Department of Medicine

Acute Myeloid Leukaemia

Bone marrow is a complex three-dimensional (3D) tissue wherein haematopoiesis is regulated by spatially organised cellular microenvironments (niches). Dysregulation of these niches, either in structure or function, is implicated in the pathogenesis of disease states of the bone marrow, such as Acute Myeloid Leukaemia (AML), an aggressive bone marrow cancer. Although 2D in vitro cultures and in vivo animal models of AML and clonal haematopoietic neoplasms have helped to elucidate the molecular determinants of disease, the cellular and microenvironmental elements integral to this process are difficult to decipher based on the limitations of these same techniques.

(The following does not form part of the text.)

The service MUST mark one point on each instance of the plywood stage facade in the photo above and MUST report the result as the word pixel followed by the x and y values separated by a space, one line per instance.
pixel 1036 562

Dr Panoskaltsis and colleagues have developed novel 3D bone marrow culture systems in static and continuous perfusion bioreactors that simulate the in vivo 3D growth environment and support multi-lineage haematopoiesis in the absence of exogenous growth factors or serum, making them useful tools for the study of normal haematopoiesis and bone marrow disease states. They are now using these ex vivo platforms for the development of human experimental models for the study of normal haematopoiesis, primary leukaemia biology and leukaemia immune pathogenesis in vitro and to inform personalised chemotherapy protocols in a patient-specific, leukaemia-specific manner with the aid of mathematical modelling tools (in silico) which have also been developed by this group.

The work takes place in the Biological Systems Engineering Laboratory (http://www.imperial.ac.uk/bsel) located in the Department of Chemical Engineering. The largest research component within the group is the Blood Programme, a dynamic interdisciplinary research group comprised of investigators from the fields of Haematology, Medical & Biological Sciences, Chemical Engineering and Computational Mathematics all working together in an exciting and interactive environment. The ultimate goal of the research programme is to rapidly translate the in vitro-in silico discoveries and personalised therapies developed by the group using standard and novel immunochemotherapeutics into in vivo protocols for optimised, more effective and less toxic treatments for patients with AML.